Your application keeps running in a limited capacity rather than crashing or showing cryptic errors. Crafting a good fallback requires understanding your use case: it might be static data, a default value, or even a call to a backup service. By providing this safety net, the circuit breaker maintains user trust and buys time for the external service to recover without sacrificing functionality entirely.
Overall Mechanism
- Closed: All calls are forwarded. If failures exceed the threshold (e.g., 5), it switches to Open.
- Open: Calls are blocked, and a fallback is used. After a set time (e.g., 30 seconds), it moves to Half-Open.

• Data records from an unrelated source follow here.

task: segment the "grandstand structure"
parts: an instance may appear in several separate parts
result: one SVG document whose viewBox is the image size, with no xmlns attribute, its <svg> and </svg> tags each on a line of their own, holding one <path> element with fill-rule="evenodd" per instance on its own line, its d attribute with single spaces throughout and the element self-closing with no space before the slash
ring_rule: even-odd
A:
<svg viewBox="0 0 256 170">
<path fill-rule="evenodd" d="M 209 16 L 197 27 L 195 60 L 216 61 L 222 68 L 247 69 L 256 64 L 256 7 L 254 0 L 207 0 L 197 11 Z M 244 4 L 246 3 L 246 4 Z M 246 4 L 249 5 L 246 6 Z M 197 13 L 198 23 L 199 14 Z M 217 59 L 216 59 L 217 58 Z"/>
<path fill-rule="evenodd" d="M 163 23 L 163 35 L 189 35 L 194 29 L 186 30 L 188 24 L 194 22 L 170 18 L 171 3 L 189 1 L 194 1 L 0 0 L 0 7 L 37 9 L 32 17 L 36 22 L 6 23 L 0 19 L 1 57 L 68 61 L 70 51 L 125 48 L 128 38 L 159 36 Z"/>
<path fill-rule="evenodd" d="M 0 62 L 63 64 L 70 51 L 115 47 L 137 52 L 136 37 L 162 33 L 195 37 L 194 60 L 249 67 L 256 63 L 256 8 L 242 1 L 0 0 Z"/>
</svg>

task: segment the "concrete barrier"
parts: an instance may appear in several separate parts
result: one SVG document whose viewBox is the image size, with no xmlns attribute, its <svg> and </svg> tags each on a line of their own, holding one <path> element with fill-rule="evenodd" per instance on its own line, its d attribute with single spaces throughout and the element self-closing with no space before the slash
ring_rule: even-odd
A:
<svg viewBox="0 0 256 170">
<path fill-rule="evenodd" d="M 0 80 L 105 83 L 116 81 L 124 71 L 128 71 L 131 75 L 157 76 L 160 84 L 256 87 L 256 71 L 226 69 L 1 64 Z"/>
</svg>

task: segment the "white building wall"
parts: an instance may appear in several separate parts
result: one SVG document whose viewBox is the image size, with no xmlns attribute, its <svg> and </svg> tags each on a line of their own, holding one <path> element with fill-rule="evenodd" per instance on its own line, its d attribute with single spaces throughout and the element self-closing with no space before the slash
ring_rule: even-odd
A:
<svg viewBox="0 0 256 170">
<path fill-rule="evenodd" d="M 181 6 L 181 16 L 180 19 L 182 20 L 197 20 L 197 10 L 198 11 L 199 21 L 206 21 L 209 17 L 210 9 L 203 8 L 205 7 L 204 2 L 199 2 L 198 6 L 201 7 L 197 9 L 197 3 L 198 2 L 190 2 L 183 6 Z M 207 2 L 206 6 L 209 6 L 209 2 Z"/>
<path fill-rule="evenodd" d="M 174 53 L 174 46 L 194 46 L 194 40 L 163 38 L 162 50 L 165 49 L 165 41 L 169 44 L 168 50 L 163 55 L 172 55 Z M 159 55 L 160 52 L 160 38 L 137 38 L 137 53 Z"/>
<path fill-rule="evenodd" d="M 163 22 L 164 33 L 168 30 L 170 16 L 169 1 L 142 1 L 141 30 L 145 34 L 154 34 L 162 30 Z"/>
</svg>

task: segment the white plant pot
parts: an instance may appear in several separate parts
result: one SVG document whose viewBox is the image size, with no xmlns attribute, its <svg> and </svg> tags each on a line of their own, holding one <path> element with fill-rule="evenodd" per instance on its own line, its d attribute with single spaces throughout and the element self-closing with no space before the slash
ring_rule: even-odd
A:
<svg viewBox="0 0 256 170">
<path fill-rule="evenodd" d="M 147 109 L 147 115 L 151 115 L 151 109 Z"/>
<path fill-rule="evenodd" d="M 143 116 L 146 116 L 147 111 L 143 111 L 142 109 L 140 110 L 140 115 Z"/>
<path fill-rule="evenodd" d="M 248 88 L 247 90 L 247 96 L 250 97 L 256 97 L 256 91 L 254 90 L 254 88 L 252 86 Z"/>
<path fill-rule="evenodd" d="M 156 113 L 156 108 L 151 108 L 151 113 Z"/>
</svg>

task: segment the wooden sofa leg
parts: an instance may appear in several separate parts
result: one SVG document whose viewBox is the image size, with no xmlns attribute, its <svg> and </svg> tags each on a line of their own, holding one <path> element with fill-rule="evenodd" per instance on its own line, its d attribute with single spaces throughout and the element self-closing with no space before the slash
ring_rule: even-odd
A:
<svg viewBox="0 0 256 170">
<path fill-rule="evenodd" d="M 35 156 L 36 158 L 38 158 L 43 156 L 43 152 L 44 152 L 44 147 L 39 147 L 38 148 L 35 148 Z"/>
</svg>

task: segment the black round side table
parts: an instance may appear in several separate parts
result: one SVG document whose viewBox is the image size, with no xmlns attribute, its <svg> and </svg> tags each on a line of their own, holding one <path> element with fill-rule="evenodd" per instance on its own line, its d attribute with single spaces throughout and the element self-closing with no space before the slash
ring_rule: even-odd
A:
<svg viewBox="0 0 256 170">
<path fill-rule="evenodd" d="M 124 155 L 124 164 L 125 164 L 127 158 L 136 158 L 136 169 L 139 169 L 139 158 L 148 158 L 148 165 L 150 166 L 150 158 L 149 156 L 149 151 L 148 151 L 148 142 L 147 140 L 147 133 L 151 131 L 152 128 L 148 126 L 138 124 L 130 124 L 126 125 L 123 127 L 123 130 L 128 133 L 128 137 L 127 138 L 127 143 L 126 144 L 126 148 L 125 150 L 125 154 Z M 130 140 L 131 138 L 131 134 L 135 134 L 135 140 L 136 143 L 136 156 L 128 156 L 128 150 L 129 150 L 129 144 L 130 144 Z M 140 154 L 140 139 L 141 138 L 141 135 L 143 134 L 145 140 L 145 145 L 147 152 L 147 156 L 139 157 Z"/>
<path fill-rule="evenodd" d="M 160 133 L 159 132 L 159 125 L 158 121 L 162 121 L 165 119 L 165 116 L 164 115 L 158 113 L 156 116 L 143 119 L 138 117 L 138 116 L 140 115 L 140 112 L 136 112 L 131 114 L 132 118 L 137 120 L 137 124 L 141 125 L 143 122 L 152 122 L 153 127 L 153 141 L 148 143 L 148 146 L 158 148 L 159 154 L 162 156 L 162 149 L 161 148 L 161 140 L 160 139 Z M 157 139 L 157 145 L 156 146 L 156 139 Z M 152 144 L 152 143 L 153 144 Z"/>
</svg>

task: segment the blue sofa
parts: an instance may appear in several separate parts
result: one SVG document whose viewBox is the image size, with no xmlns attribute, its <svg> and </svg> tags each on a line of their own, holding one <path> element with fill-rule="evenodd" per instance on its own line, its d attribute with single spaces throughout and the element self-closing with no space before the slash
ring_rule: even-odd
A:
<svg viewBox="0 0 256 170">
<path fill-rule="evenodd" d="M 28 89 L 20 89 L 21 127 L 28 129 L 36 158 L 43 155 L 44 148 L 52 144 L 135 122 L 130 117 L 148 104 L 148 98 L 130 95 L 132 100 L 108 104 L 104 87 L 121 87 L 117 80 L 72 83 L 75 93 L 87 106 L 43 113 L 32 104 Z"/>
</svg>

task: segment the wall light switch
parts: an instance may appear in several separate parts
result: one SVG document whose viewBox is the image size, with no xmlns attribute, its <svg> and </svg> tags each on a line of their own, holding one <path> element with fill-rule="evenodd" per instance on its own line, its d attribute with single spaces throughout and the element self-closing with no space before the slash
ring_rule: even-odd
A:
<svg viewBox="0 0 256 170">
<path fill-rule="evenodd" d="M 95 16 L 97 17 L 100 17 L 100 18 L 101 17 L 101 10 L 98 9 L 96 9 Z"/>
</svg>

- Half-Open: A test call is made. Success → Closed, Failure → Open.
Simple Code Example
Here’s a basic implementation in JavaScript:
class CircuitBreaker {
constructor(maxFailures = 5, resetTimeout = 30000) {
this.state = "CLOSED";
this.failureCount = 0;
this.maxFailures = maxFailures;
this.resetTimeout = resetTimeout;
}
async call(service) {
if (this.state === "OPEN") {
if (Date.now() > this.resetTime) {
this.state = "HALF_OPEN";
} else {
return "Fallback: Service unavailable";
}
}
try {
const result = await service();
if (this.state === "HALF_OPEN") {
this.state = "CLOSED";
this.failureCount = 0;
}
return result;
} catch (error) {
this.failureCount++;
if (this.failureCount >= this.maxFailures) {
this.state = "OPEN";
this.resetTime = Date.now() + this.resetTimeout;
}
return "Fallback: Service unavailable";
}
}
}
// Example usage
const breaker = new CircuitBreaker();
const fakeService = () => Math.random() > 0.5 ? "Success" : Promise.reject("Error");
breaker.call(fakeService).then(console.log);
Circuit Breakers in Serverless
In a serverless environment (e.g., AWS Lambda), circuit breakers are still valuable, but their stateless nature poses challenges. The state must be stored externally, such as in DynamoDB.
Example in AWS Lambda
const AWS = require('aws-sdk');
const dynamodb = new AWS.DynamoDB.DocumentClient();
async function handler(event) {
const serviceName = "ExternalAPI";
const state = await dynamodb.get({
TableName: "CircuitBreakerState",
Key: { Service: serviceName }
}).promise();
if (state.Item?.State === "OPEN" && Date.now() < state.Item.ResetTime) {
return { statusCode: 503, body: "Service unavailable" };
}
try {
const response = await callExternalAPI();
if (state.Item?.State === "HALF_OPEN") {
await dynamodb.update({
TableName: "CircuitBreakerState",
Key: { Service: serviceName },
UpdateExpression: "SET #state = :closed",
ExpressionAttributeNames: { "#state": "State" },
ExpressionAttributeValues: { ":closed": "CLOSED" }
}).promise();
}
return { statusCode: 200, body: response };
} catch (error) {
// Logic to update failure count and switch to Open
return { statusCode: 503, body: "Service unavailable" };
}
}
Conclusion
Circuit breakers are a powerful pattern for building resilient systems, whether on traditional servers or in serverless environments. With the simulations and code above, I hope you’ve gained a clearer understanding of how they work.